Closed cannin closed 3 months ago
@cannin @dexterpratt I got this for comparing the results gotten from the acc paper with pmid: 13086
@cannin
The statements gotten from indra was only two for this particular paper. It is shown here after i tried to format it to look like my results: https://github.com/ndexbio/gsoc_llm/blob/main/results/pmc333362/conv_indra_results.json
This is why only 2 interactions are shown in the screenshot
This is the code I used to find similarities: https://github.com/ndexbio/gsoc_llm/blob/main/python_scripts/sentence_level_comparison.py
@Favourj-bit same as on Slack. A suggestion to help you with the comparison code that builds on you you already have above. Start simple. 1 sentence at a time.
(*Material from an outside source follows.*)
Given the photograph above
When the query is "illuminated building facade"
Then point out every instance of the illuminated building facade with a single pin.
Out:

sentence|indra_subject|indra_type|indra_object|llm_...|jaccard_similarity
def jaccard_similarity(text1, text2):
# Tokenize the texts into sets of words
set1 = set(text1.split())
set2 = set(text2.split())
# Calculate the intersection and union of the two sets
intersection = set1.intersection(set2)
union = set1.union(set2)
# Compute the Jaccard similarity
if not union:
return 0.0
return len(intersection) / len(union)
# Example usage
text1 = "boy has cat"
text2 = "girl has cat"
similarity = jaccard_similarity(text1, text2)
print(f"Jaccard Similarity between '{text1}' and '{text2}': {similarity:.2f}")
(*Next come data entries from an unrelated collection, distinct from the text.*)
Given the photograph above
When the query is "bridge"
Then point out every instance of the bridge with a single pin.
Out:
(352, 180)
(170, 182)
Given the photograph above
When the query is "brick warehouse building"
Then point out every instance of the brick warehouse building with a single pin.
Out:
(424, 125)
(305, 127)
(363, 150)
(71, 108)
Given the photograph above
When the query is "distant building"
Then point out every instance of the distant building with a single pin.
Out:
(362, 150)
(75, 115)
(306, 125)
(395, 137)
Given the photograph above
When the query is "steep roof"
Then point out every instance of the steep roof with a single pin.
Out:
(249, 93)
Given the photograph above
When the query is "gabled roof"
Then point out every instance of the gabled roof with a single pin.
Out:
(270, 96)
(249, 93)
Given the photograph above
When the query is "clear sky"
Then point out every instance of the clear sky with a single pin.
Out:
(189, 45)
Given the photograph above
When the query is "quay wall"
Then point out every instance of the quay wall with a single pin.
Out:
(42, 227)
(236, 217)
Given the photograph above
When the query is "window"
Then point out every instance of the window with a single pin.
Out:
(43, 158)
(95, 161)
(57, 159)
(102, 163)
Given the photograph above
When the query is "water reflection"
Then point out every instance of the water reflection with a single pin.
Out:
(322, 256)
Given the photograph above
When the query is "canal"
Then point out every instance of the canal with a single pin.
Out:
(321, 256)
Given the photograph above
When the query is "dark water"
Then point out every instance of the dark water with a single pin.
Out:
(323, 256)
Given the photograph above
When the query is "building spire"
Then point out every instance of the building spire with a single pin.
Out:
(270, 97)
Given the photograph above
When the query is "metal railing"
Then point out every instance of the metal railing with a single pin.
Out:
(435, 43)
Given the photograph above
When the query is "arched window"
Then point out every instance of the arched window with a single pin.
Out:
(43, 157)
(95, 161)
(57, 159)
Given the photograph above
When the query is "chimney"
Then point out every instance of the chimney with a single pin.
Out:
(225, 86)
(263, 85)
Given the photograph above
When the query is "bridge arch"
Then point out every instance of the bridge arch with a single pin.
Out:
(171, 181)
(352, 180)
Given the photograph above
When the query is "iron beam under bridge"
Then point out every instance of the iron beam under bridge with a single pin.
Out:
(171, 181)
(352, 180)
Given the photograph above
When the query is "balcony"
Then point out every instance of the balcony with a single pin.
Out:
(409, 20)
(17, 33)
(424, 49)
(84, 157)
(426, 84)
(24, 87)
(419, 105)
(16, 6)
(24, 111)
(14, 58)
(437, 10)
# Example usage; use the table above to generate text1/2
text1 = "NS1 binds HPA-1"
text2 = "NS1 activates HPA-1"
jaccard_similarity(text1, text2)
To get more columns: recall, precision, f1:
# Inspired by: https://github.com/yuhaozhang/tacred-relation/blob/master/utils/scorer.py
# and https://github.com/hitz-zentroa/GoLLIE/blob/main/notebooks/Relation%20Extraction.ipynb
def score(observations, predictions, pad_smaller=True, verbose=False):
correct_by_relation = 0
predicted_by_relation = 0
observed_by_relation = 0
# Pad the shorter vector
if pad_smaller:
# Determine the maximum length
max_length = max(len(predictions), len(observations))
if len(predictions) < max_length:
predictions.extend([''] * (max_length - len(predictions)))
if len(observations) < max_length:
observations.extend([''] * (max_length - len(observations)))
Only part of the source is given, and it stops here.